糖尿病についてのメモ#2 目的と目標について
糖尿病と診断に至れば治療は必要です。
といっても、それぞれの方により生活背景、遺伝背景がぜんぜん違うので、その方での治療目標が変わるため、治療目標を設定することが、最初に重要になります。
治療の目的
糖尿病治療のいちばんの目的は、血糖値を下げること“だけ”ではありません。
高血糖による体の不調を整えつつ、糖尿病特有の合併症(目・腎臓・神経など)や、起こりやすい病気(心筋梗塞・脳卒中・心不全・認知症など)を防ぐこと。

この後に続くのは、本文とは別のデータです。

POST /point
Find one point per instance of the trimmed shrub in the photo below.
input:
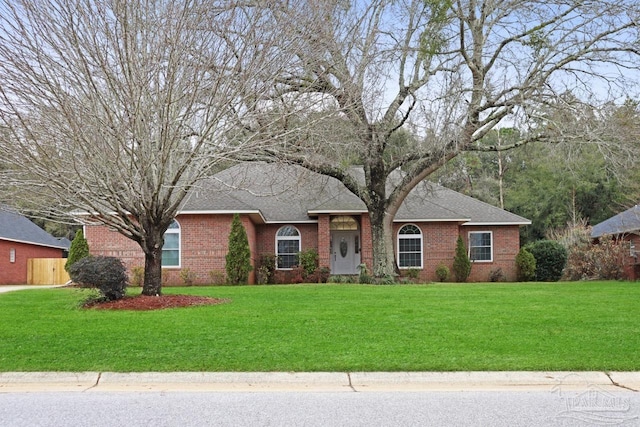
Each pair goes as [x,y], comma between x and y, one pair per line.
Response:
[308,260]
[364,277]
[461,262]
[551,258]
[442,272]
[79,249]
[137,276]
[496,275]
[266,269]
[106,274]
[526,266]
[238,258]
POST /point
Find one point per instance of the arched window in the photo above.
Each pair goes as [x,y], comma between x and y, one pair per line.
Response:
[171,248]
[410,247]
[287,247]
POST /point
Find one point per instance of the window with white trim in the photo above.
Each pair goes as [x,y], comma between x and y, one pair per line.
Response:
[410,247]
[481,246]
[171,248]
[287,247]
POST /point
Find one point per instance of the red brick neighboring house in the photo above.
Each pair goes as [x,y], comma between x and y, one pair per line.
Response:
[625,227]
[287,209]
[21,239]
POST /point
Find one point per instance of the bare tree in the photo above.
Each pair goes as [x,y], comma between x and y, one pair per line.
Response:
[447,70]
[118,108]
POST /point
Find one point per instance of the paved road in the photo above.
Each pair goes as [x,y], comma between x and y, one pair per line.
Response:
[434,408]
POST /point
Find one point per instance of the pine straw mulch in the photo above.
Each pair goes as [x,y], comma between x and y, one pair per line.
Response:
[146,303]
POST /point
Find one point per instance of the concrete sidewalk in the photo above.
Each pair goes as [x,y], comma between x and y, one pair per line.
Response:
[318,381]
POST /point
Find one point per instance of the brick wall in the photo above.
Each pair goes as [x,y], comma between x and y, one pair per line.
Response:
[439,243]
[15,273]
[204,244]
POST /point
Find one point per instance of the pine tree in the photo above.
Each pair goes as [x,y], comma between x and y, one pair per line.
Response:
[79,249]
[238,258]
[461,262]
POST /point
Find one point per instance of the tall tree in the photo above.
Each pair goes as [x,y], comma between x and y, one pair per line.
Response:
[448,70]
[118,108]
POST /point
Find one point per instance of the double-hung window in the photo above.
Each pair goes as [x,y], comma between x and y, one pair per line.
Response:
[171,248]
[481,246]
[410,247]
[287,247]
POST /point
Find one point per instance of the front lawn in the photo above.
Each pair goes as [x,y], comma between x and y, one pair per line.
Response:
[558,326]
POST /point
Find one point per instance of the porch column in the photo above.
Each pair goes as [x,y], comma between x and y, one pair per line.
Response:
[324,241]
[366,241]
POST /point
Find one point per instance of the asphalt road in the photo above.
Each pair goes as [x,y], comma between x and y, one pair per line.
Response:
[441,408]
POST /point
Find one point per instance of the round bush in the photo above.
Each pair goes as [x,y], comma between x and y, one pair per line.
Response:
[551,257]
[107,274]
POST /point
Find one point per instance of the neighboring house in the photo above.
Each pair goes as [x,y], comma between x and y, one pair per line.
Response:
[625,227]
[20,240]
[287,209]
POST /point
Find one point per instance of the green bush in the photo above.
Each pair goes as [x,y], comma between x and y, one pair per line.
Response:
[238,259]
[137,276]
[551,257]
[461,262]
[308,260]
[106,274]
[364,277]
[79,249]
[265,273]
[526,266]
[442,272]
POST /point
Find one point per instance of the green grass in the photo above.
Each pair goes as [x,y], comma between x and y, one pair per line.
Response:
[560,326]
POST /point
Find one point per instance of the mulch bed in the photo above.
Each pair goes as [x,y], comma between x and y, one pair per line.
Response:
[145,303]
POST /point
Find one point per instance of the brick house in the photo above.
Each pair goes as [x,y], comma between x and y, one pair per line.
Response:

糖尿病がない人と同じように元気に過ごせるQOL(生活の質)と寿命を守ること が治療目的です。
この目的を達成するために治療目標を考えていきます。
血糖の目標
簡単に考えると きつめ・ふつう・ゆるめ の3段階があると捉えるのがいいです。
数字で言うと
きつめ HbA1c 6.0%以下
ふつう HbA1c 7.0%以下
ゆるめ HbA1c 8.0%以下
の程度です。
これを考えるとき様々な要素を考えます。
ざっくりではまず年齢。
50歳だったら、しっかりきつめ A1C 6.0%以下を目標にしていこう。
70歳を超えていたら、ふつうA1C 7.5%以下 ゆるめA1c 8.0%以下 くらい、とか。
80歳を超えていたら、ゆるめA1C 8.0%以下を目標にしましょう、とか。
低血糖や内服薬が多く増えていってしまうリスクやデメリットとのバランス、普段の食事量や認知症の合併、自分で食事を作られているのか、作ってもらっているのか、今までの病気の状況とかもろもろを考えていきます。
見るからに元気で、普段登山しています!とか活発な方での日常の活動度も参考にして血糖管理目標を決めていくことが多いと思います。
2型糖尿病で治療中の方は、ご自身がA1C いくつを目標にしているのか、確認されるのが良いと思います。